You are viewing a plain text version of this content. The canonical link for it is here.

Posted to dev@mahout.apache.org by Karl Wettin <ka...@gmail.com> on 2008/05/31 16:17:19 UTC

computational power assertion

I've been thinking a bit about feature selection and have problems  
making up my mind when it comes to what sort of solutions makes most  
sense to initally focus on. If people have an unlimited number of  
nodes then complexity is no longer a big problem.

My guess is that people historically use nested subset ranking as the  
complexity is log N rather than N of exhaustive search wrappers.

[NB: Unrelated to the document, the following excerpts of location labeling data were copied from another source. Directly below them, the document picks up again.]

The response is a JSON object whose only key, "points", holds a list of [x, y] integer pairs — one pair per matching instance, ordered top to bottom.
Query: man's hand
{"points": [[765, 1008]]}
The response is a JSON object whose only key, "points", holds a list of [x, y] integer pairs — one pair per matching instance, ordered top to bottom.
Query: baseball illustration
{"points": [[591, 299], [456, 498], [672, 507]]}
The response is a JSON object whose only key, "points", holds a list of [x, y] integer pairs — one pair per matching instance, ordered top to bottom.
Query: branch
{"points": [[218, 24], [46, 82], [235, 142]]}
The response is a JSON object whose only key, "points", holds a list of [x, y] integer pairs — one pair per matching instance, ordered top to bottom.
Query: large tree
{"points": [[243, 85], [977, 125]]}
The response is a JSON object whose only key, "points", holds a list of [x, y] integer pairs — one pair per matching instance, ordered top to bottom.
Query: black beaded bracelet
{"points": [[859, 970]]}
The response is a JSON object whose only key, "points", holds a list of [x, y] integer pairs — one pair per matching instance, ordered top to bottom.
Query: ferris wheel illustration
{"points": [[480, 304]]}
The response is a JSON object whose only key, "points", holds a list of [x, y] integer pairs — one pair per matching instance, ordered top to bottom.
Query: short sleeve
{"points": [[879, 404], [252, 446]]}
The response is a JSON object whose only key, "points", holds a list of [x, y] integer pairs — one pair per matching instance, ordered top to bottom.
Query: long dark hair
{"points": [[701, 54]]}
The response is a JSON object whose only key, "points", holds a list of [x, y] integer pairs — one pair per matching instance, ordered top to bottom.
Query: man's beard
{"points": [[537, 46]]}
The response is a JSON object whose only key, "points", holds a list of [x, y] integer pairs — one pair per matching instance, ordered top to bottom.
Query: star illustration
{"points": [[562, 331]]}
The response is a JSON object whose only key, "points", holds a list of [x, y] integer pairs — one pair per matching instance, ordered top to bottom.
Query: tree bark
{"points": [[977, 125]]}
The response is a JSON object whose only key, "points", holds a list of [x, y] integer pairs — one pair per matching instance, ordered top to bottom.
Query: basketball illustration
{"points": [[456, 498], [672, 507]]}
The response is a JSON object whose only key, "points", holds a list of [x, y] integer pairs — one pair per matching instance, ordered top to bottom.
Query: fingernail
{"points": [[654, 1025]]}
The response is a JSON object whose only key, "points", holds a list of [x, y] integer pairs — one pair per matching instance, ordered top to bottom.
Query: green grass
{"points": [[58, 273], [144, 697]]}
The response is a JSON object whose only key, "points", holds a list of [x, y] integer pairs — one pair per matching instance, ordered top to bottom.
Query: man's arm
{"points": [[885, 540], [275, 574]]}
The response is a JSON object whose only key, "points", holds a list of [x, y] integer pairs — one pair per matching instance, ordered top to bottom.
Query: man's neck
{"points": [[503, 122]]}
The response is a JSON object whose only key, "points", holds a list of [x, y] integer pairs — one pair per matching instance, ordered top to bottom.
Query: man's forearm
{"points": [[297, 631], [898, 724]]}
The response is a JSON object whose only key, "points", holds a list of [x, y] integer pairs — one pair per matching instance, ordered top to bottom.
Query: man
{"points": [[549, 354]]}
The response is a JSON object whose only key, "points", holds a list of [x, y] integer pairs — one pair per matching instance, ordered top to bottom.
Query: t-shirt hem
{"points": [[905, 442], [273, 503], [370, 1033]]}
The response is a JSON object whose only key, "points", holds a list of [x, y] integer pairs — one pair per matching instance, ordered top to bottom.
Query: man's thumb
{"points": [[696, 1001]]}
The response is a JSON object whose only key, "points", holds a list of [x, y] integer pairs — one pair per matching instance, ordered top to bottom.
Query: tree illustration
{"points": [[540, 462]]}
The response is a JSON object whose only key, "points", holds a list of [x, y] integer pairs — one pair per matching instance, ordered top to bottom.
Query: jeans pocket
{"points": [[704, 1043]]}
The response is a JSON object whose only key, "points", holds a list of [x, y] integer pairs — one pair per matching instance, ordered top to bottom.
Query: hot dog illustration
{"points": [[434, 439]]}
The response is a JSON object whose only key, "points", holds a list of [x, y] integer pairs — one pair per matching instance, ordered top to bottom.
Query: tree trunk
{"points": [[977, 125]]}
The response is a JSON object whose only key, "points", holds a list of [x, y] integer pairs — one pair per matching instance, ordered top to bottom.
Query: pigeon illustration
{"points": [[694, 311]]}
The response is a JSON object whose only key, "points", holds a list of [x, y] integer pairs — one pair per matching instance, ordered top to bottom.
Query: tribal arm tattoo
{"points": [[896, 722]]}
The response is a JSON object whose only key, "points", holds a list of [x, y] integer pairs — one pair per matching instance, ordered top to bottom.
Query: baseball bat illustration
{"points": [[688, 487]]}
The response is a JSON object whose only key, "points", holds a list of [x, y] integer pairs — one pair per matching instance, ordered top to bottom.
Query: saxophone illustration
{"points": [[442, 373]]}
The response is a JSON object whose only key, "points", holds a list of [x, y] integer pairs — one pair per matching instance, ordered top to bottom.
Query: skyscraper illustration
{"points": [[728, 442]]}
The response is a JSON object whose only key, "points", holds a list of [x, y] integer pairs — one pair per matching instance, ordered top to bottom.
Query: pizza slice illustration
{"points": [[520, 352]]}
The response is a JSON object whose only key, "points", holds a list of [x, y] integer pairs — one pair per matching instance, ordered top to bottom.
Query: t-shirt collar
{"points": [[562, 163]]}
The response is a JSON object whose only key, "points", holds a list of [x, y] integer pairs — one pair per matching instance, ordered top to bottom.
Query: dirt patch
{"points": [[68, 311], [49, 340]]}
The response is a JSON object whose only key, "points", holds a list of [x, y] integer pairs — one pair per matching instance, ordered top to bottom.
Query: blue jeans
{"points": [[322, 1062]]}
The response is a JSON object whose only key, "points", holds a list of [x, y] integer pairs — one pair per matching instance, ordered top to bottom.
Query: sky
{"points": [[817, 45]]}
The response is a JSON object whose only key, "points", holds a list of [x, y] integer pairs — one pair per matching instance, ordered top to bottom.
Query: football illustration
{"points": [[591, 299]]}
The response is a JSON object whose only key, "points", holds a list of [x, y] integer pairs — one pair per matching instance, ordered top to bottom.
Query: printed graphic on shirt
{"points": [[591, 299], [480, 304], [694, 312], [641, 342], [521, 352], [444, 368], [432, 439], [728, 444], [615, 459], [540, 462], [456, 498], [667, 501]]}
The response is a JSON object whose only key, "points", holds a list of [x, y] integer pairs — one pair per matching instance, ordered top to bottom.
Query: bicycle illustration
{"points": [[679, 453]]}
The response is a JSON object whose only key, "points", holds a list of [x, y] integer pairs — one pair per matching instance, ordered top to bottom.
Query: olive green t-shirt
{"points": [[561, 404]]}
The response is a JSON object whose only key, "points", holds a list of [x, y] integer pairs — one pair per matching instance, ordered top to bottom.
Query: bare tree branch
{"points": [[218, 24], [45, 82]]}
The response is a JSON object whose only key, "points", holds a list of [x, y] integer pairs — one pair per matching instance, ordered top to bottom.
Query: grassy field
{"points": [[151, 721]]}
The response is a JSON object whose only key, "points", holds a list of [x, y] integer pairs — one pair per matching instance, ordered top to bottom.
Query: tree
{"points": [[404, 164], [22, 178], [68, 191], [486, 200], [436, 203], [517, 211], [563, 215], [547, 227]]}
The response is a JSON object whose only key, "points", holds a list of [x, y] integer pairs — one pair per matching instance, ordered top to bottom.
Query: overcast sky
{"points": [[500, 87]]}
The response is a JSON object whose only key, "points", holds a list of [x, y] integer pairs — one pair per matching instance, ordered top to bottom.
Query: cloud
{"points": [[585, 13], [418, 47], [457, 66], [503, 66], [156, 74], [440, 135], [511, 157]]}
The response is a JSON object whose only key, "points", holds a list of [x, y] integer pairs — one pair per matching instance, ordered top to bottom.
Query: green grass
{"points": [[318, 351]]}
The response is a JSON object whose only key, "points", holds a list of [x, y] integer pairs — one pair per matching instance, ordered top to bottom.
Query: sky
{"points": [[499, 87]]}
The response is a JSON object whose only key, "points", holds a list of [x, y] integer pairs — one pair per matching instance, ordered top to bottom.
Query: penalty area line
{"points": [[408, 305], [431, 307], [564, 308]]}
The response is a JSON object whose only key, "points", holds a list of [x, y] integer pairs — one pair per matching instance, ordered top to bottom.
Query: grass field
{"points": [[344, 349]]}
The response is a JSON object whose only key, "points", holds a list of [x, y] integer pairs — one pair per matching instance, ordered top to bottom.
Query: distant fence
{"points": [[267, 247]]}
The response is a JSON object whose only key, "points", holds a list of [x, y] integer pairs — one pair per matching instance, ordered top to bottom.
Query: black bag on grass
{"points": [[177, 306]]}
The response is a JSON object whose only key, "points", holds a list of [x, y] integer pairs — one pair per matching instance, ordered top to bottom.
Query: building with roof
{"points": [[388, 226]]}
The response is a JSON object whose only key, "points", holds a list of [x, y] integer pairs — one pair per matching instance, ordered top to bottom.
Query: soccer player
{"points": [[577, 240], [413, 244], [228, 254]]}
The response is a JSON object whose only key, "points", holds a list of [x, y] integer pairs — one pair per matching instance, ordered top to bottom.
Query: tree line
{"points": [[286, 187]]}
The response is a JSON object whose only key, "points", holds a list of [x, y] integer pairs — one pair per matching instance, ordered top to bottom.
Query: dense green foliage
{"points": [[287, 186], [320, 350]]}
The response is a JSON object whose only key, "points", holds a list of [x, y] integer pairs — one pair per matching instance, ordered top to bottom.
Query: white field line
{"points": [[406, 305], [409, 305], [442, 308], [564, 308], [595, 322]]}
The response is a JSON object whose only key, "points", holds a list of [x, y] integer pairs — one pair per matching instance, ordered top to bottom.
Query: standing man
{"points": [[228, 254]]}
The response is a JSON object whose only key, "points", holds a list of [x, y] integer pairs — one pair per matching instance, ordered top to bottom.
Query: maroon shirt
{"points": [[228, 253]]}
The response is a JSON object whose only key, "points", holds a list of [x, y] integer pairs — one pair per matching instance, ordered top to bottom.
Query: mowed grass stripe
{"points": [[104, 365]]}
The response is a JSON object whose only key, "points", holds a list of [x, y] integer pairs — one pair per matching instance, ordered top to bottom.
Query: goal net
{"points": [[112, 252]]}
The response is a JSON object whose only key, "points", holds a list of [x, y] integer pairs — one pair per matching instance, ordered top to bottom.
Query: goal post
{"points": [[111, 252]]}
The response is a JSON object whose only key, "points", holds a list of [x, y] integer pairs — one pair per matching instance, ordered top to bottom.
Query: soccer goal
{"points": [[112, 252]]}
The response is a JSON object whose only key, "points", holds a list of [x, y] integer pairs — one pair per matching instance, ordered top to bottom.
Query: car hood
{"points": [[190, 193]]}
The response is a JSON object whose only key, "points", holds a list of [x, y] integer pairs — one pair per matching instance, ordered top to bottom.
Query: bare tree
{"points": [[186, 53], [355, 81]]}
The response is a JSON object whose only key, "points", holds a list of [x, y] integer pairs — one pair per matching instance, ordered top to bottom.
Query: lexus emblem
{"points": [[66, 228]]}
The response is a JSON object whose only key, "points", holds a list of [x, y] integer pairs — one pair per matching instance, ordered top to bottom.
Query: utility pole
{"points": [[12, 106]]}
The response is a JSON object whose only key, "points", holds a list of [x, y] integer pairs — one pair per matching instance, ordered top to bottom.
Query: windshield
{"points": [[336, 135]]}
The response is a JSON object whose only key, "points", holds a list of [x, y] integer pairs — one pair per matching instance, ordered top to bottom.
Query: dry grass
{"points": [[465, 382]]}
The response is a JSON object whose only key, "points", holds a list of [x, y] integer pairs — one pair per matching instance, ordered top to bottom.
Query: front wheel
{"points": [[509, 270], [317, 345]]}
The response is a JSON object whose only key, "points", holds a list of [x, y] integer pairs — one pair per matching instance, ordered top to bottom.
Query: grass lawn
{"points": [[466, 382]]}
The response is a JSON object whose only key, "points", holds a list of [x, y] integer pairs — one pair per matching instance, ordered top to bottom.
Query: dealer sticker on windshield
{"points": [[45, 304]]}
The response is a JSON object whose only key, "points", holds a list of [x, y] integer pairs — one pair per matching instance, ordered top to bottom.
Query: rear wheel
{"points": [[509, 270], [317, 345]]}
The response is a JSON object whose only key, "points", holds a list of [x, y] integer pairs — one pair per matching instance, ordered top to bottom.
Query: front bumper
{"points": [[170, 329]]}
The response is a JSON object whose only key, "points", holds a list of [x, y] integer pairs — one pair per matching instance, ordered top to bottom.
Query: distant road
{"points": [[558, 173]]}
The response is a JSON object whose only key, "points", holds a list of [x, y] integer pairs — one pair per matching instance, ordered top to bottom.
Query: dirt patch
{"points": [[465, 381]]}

My  
guts tells me that the latter will produce a better result (given you  
also do Bonferroni correction or so) but who has an unlimited number  
of nodes?

The real question is hidden somewhere in between the lines and it  
doesn't only apply to feature selection.



          karl

Re: computational power assertion

Posted by Ted Dunning <te...@gmail.com>.

It is very rare for variable selection to require much more than forward or
reverse step-wise refinement.  In practice, main effects and low order
interactions are prominent enough that you can see them one at a time.  It
is very unusual for interactions to be so balanced that they entirely mask
away the main effects.

Also, if you are using something like regression (which is what many methods
are at their heart), it is instructive to build a toy problem with a few
main effects and many noise variables and then look at the posterior
distribution of the coefficients.  For non-interactive models, what you see
is that the posterior distribution of the main effects does not vary with
the addition of noise variables.  What this means is that techniques like
Bonferroni correction really lead you astray.  What is happening with
variable selection is that you gather enough data in order to be sure that
you will find the main effects that you want.  Whatever cutoff you choose
will have some probability of selecting noise variables as well, but if you
select only a few of them, then you are going to be pretty well off.  The
complexity of this sort of procedure is not very high at all.

With interactions, the situation is a bit more complex because the design
matrix isn't so nicely orthogonal, but the same rough principles apply.

The crux of all of this, then, is to have as good a selection test as
possible that increases the probability of selecting terms with (truly)
non-zero coefficients and rejecting terms with (truly) zero coefficients.
For very large numbers of variables that clearly requires substantial
regularization.  SVM fans will introduce large margin techniques for this
and Bayesians will introduce priors, but the effect is essentially the same.

The Breiman paper on random forests also has some lovely techniques for
selecting variables that re-run the training after randomizing the variable
under consideration or simply by re-running the model evaluation.  If the
randomization has little effect, then you can presume that the variable is
of little importance.  Random forests and all of the related techniques that
Breiman suggested have the lovely property (for us) of being very compute
intensive.

On Sat, May 31, 2008 at 7:17 AM, Karl Wettin <ka...@gmail.com> wrote:

> I've been thinking a bit about feature selection and have problems making
> up my mind when it comes to what sort of solutions makes most sense to
> initally focus on. If people have an unlimited number of nodes then
> complexity is no longer a big problem.
>
> My guess is that people historically use nested subset ranking as the
> complexity is log N rather than N of exhaustive search wrappers. My guts
> tells me that the latter will produce a better result (given you also do
> Bonferroni correction or so) but who has an unlimited number of nodes?
>
> The real question is hidden somewhere in between the lines and it doesn't
> only apply to feature selection.
>
>
>
>         karl
>

-- 
ted